Foodfacts.com teams up with our friends over at Dietsinreview.com to to look into whether raw foods are healthier than Cooked foods. Raw food diets are getting a lot of attention lately, both on this blog and in the wider health community. The raw diet tied for the second best diet for weight loss in U.S. News‘ assessment, and raw cleanses are a hot trend this summer.
Supporters of the raw diet believe that raw fruits, vegetables and in some cases meat and dairy are the richest sources of vitamins, minerals, enzymes and other nutrients. While a plant-based raw diet is certainly very healthy, cooking some plants actually increases some nutrients and can also make nutrients more bio-available.
Once you start to look at the question of raw vs. cooked foods, it immediately becomes a complex matter. Nutrition science has become quite sophisticated, yet there’s still only a limited amount of research available on the subject. Some nutrients may be lost during the cooking process yet others are enriched by cooking and exposure to heat. Yet, there are still many gray areas when it comes to the importance of many vitamins, minerals and other phytochemicals. Below are some of the facts that we do have about raw vs. cooked foods, organized by nutrient.
Lycopene is an essential nutrient found in tomatoes, and is associated with lower rates of cancer. One study published in the British Journal of Nutrition found that one kind of lycopene is made more bioavailable by cooking. “Lycopene is a carotenoid, and all carotenoids, along with phenolic acids and flavonoids, are enhanced by cooking,” says Mary Hartley, RD, MPH Nutritionist for Calorie Count. She adds that studies have shown that carotenoid-rich foods are best eaten in the presence of fat or oil.
“Heat readily destroys thiamine (B-1) and vitamin C,” says Hartley. Vitamin C is a highly unstable compound that is quickly degraded through oxidization and cooking. Scientific American reports that cooking tomatoes for just two minutes decreases their vitamin C content by ten percent.
“Foods high in thiamin include whole grain and enriched grain foods, fortified cereals, lean pork, wheat germ, legumes, and organ meats,” explains Hartley. “Vitamin C is found in many fruits and vegetables, especially red and green peppers, oranges, cantaloupe, broccoli, Brussels sprouts, baked potato, and cabbage.” She suggests eating a raw source of vitamin C every day.
Like vitamin C, B vitamins are water soluble and can be lost through boiling. To decrease the loss of water soluble vitamins, choose cooking methods that minimize the use of water, such as grilling, roasting and microwaving. Making soups and stews will also preserve these vitamins in the broth. Raw sources of vitamin B include bananas, oysters, tuna and caviar. Liver is also a rich source of B vitamins, but we don’t recommend eating it raw.
These vitamins appear to be unaffected by cooking. “Most nutrients, including fiber, carbohydrates, protein, fat, minerals, trace minerals, and all of vitamins A, D, E and K, remain when vegetables are cooked,” says Hartley.
“It is important to differentiate between enzymes that are needed for digestion and enzymes that naturally occur in foods,” points out Hartley.

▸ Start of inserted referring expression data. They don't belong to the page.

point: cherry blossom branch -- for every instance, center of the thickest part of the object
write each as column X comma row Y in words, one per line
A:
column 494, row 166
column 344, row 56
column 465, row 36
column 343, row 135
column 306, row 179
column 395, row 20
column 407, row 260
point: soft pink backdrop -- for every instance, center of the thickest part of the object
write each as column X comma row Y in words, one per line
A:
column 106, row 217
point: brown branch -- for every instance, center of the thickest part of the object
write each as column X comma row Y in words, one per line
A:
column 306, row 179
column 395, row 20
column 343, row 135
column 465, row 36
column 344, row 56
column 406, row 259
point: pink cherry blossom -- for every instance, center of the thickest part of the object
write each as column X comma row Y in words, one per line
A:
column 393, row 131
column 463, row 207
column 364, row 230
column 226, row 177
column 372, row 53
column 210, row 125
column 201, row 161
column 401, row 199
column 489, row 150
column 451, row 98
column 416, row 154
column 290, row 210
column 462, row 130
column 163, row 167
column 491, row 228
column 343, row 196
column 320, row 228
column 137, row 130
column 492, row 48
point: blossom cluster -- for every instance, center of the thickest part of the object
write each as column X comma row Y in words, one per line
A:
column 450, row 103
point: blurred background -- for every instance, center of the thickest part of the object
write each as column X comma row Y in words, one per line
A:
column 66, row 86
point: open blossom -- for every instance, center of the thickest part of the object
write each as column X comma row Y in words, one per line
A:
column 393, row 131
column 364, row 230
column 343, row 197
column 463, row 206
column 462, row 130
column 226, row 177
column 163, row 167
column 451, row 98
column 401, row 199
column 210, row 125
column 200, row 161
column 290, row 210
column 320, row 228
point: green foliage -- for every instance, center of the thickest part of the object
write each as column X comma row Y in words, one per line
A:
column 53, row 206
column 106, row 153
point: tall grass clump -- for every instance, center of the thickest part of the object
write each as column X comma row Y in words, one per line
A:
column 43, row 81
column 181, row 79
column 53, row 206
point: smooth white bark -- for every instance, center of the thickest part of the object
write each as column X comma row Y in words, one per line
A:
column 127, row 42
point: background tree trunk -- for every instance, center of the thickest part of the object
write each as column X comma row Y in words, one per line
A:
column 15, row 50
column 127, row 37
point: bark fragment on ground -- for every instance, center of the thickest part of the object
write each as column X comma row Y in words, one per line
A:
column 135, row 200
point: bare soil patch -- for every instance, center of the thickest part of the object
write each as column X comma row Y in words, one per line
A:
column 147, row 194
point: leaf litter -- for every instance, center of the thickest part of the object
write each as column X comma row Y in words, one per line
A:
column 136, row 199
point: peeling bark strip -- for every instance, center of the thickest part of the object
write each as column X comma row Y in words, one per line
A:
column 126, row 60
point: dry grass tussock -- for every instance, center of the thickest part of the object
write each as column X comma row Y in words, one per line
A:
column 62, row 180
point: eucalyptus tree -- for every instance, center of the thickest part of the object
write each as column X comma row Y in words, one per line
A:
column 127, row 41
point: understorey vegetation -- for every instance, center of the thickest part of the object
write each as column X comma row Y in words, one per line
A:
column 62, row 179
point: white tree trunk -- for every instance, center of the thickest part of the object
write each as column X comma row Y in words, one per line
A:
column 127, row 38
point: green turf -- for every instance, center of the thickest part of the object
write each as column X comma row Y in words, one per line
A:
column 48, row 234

She explains that the enzymes found in food have no bearing on digestion. However, enzymes can have other effects on the body. “For instance, the myrosinase enzyme family and indoles found in cruciferous vegetables contain anti-cancer compounds that are destroyed by heat,” says Hartley. Cauliflower, cabbage, cress, bok choy, broccoli, Brussel sprouts, kale, kohlrabi, mustard, rutabaga and turnips are all cruciferous vegetables. However, cooking these vegetables also destroys goitrogenic enzymes that interfere with the formation of thyroid hormone. “It’s always a tradeoff, with some nutrients becoming more available and others becoming less available, when food is cooked.”
Hartley and I agree that while some may swear by the raw food diet, it takes a lot of work and careful planning, not to mention the difficulty of giving up foods like cheese and bread. The bottom line is that it’s good to eat plenty of fruits and vegetables, no matter how they are prepared. Garlic and nuts are also best when eaten raw, along with fruits that are high in vitamin C. Adding more raw fruits and vegetables to your diet can also help with weight loss, because the fiber can help you feel full while consuming fewer calories.
Cooking makes many foods more appealing and enhances some nutrients, and also kills off bacteria, which is particularly important when it comes to meat and animal products. “Cooking (and careful chewing!) generally makes food more digestible by softening the fibers,” says Hartley. “People should eat a variety of cooked and raw foods, with a raw source of vitamin C eaten every day.”